If you can't tell, I'm really really sick of this project.


----------



## WereBo (Apr 5, 2008)

*Re: Removing the screw inserts from the holes used to hold the CPU cooler in place*

Have you tried opening t'other side-panel showing the mobo-tray, to see if there's an access-hole there?

If there isn't a hole there, then removing the mobo is likely to be the only option, but it's not as bad as it first seems though - Just make a quick sketch showing where all the leads/wires/cables connect, then refer to that during re-assembly :wink:


----------



## dm01 (Oct 10, 2006)

*Re: Removing the screw inserts from the holes used to hold the CPU cooler in place*

Hi WereBo.

The other side won't open without a cutting torch, the genius who made it riveted the sucker right to the chassis.

I always take lots of pretty pictures when dealing with the motherboard, otherwise I'll forget something or put it back in the wrong place.


----------



## Amd_Man (Jan 27, 2009)

*Re: Removing the screw inserts from the holes used to hold the CPU cooler in place*

What case is this? There is usually on decent cases a hole in the back plate for such a thing! See pic below!


----------



## greenbrucelee (Apr 24, 2007)

*Re: Removing the screw inserts from the holes used to hold the CPU cooler in place*

cases with removable nacks are more common these days so you can do what you want to do but quite a lot of the time you have to remove the motherboard to remove the cooler.

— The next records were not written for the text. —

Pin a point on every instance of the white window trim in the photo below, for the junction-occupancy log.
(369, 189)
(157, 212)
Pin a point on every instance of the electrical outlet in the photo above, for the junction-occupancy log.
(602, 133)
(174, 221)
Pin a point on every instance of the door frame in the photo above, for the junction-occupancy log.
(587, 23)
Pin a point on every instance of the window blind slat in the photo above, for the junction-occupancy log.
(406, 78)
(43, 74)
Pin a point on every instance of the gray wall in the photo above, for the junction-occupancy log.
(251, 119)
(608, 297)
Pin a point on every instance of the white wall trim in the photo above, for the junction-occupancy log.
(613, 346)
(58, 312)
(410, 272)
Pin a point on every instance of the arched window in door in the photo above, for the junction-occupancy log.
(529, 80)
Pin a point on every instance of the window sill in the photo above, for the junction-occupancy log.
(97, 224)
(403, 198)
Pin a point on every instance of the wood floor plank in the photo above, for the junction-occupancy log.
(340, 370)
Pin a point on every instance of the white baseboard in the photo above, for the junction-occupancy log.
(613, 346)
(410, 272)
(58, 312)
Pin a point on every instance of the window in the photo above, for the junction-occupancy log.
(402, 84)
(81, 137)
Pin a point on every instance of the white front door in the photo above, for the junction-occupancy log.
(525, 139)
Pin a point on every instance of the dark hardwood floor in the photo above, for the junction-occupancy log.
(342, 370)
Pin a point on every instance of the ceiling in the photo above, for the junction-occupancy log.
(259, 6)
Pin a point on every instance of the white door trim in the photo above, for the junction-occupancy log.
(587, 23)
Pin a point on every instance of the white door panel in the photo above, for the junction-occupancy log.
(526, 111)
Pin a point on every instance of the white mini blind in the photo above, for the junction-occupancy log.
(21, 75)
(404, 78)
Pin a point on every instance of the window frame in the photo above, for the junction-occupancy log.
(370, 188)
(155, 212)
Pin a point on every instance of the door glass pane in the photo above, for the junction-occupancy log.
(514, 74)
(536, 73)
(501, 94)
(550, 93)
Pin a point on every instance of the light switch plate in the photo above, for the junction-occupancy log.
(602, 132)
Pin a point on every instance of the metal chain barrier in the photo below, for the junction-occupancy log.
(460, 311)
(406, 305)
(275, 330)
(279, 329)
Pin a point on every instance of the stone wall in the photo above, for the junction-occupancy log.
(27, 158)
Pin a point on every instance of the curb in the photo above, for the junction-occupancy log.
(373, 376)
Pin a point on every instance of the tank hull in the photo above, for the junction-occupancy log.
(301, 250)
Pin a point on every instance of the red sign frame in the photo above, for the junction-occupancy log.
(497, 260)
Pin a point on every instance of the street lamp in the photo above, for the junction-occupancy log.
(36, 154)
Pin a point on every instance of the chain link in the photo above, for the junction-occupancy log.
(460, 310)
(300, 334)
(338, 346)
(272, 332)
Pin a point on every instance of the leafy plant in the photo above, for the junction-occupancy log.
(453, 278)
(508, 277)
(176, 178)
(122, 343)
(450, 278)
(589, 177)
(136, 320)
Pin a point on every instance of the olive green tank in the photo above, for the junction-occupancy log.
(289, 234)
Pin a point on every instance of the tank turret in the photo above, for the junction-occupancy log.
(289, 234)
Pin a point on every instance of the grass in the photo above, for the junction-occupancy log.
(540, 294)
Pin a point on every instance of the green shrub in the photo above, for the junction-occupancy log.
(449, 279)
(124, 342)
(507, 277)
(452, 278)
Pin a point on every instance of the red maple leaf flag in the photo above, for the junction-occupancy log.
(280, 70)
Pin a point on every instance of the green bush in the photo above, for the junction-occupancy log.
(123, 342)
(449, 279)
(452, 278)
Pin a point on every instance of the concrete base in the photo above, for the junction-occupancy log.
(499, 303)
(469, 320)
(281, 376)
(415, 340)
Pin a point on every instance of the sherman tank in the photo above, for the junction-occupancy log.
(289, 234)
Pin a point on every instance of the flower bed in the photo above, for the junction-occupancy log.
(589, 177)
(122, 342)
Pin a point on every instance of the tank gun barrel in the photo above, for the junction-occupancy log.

if its a standard intel cooler though you should just be able to remove without any problem.


----------



## dm01 (Oct 10, 2006)

*Re: Removing the screw inserts from the holes used to hold the CPU cooler in place*

Amd_Man: This is not a decent case.

greenbrucelee: it wasn't a stock intel cooler, I don't think a stock intel cooler would have failed quite so readily.


----------



## dm01 (Oct 10, 2006)

*Re: Removing the screw inserts from the holes used to hold the CPU cooler in place*

All right, now I'm getting somewhere.

I removed the CPU bracket and found that some bright spark had GLUED the back plate on to the back of the motherboard. Ten minutes of alcohol and light prying got the plate off. I examined the plate carefully and found that the screws that hold the CPU bracket in place need the plate to bite into. After hours to trying to enlarge the holes for the cooler stakes, I cut off the four corners of the bracket and cleaned the edges with a small file set. The CPU cooler is attached to a front bracket that will distribute the weight.

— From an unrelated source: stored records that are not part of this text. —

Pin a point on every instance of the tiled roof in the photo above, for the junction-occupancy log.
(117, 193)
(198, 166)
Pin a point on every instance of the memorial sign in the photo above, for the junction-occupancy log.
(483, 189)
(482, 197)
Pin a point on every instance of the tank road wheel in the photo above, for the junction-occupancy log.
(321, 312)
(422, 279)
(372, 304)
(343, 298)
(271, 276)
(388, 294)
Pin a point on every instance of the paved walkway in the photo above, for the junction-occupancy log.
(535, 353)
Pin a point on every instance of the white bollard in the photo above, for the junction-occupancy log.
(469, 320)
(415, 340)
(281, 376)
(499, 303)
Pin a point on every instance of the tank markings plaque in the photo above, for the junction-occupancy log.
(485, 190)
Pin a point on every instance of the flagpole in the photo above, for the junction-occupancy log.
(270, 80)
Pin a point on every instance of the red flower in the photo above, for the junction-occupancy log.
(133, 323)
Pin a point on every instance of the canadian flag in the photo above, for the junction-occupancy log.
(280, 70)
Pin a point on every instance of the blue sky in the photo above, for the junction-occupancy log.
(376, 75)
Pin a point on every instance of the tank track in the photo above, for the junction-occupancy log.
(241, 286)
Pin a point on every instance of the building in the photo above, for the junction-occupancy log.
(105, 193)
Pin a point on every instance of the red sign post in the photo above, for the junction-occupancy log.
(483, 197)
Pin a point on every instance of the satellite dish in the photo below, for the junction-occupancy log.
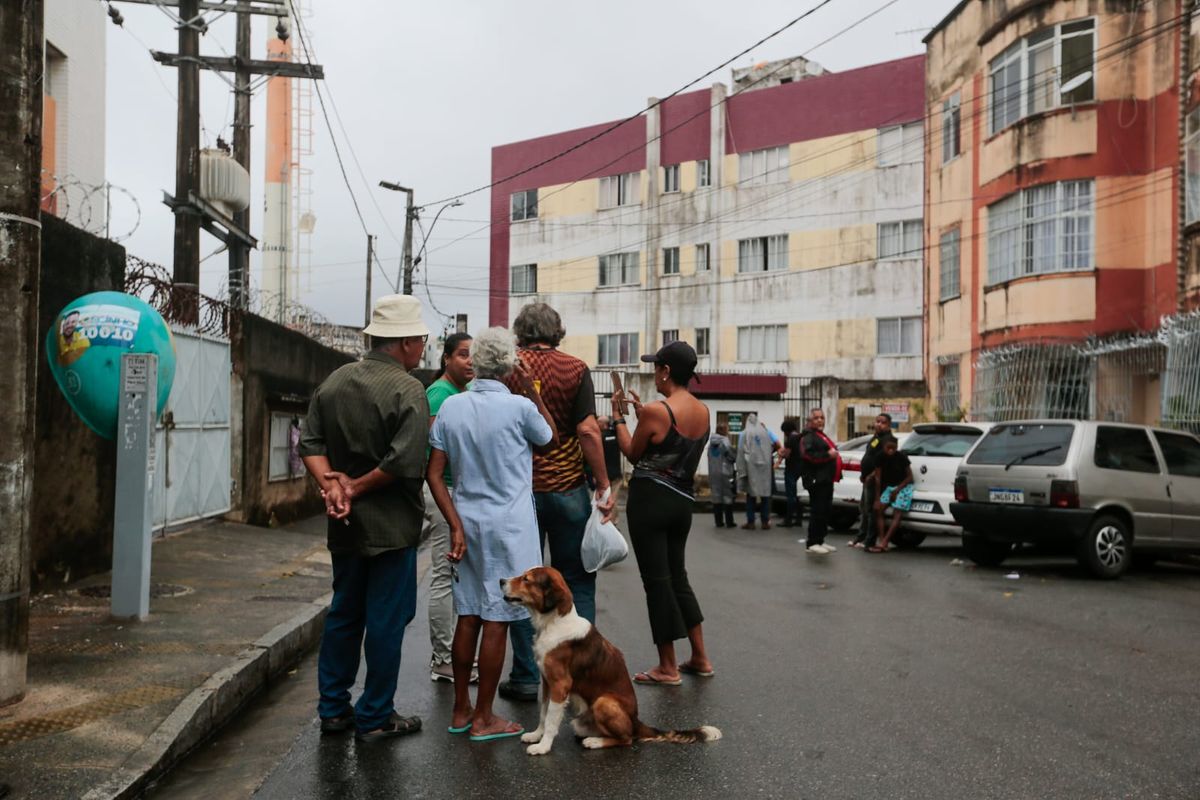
(1075, 83)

If I've toasted the motherboard, I don't care anymore.


----------



## greenbrucelee (Apr 24, 2007)

*Re: Removing the screw inserts from the holes used to hold the CPU cooler in place*

some back plates are held in place with screws and a pvc like substance. The can be a PITA to remove but you shouldn''t have caused any damage to the mobo unless you knocked any of the capacitors.


----------



## dm01 (Oct 10, 2006)

If I knocked them I'll re-solder them.

I'm gonna get a new not-finicky case on Saturday, I think I bent the top and side panels, and the cards don't fit in right.

Who uses Torx on a computer anyhow?

Pretty new computer nothing but trouble.


----------



## Amd_Man (Jan 27, 2009)

*Re: Removing the screw inserts from the holes used to hold the CPU cooler in place*

Who use torx screws on a computer? A pre-built computer by a company that want's the user to have to bring it back to them to get work done on it.


----------



## dm01 (Oct 10, 2006)

*Re: Removing the screw inserts from the holes used to hold the CPU cooler in place*

Yeah, not gonna go down that road again, no matter how "good" the deal may seem. I thought this was gonna be a solid machine, but oh no, things just have to keep breaking.

The case is held together with friction and a thumbscrew, it's the insides that are non-SAE Torx.

CD-DVD drive: shot, replaced with Blu-Ray combo drive
Fan on cheap graphics card: possibly shot, don't know yet
CPU cooler: fan suddenly started going lame, in the process of replacing the horrid little aluminum cooler with a more substantial copper-and-steel behemoth
Integrated wireless: toasted it installing the new blu-ray drive, replaced with a card
RAM: chips look scorched, need to replace with something more solid
Motherboard: fingers crossed

Now I'm just waiting on a carton of ceramic thermal paste and my new sound card. If I haven't toasted the motherboard and/or processor, I'll install the card.


----------



## dm01 (Oct 10, 2006)

*Re: Removing the screw inserts from the holes used to hold the CPU cooler in place*

An update:

Some genius CUT the wire leading from the graphics card to it's BUILT-IN FAN so that they could slide it in under the (now-dead) cheap power supply's listed capacity (which was a bunch of organic fetiliser). New graphics card.

Motherboard is dead. Moved project to bigger not-so-blood-hungry case. Installed new motherboard, old processor, and all other newer components.

RAM: deader than a doornail. Replaced with decent.

CD-ROM: the bits that make it slide in and out fell apart when opening for what would be the last time. Replaced with a blu-ray r/w unit.

Put on few new fans so that it wouldn't feel so much like an oven. Got the airflow figured out so now it runs a lot cooler.

Sound card: more issues. Please see post in Sound Cards board if you want to know what that little drama's all about.

I'm marking this thread as solved, because the project in question has been abandoned after the not-entirely-unexpected death of just about the entire system. Thank you for your kind assistance, hopefully I won't have to bother you again.


----------



## greenbrucelee (Apr 24, 2007)

sorry to hear that, good luck in the future.


----------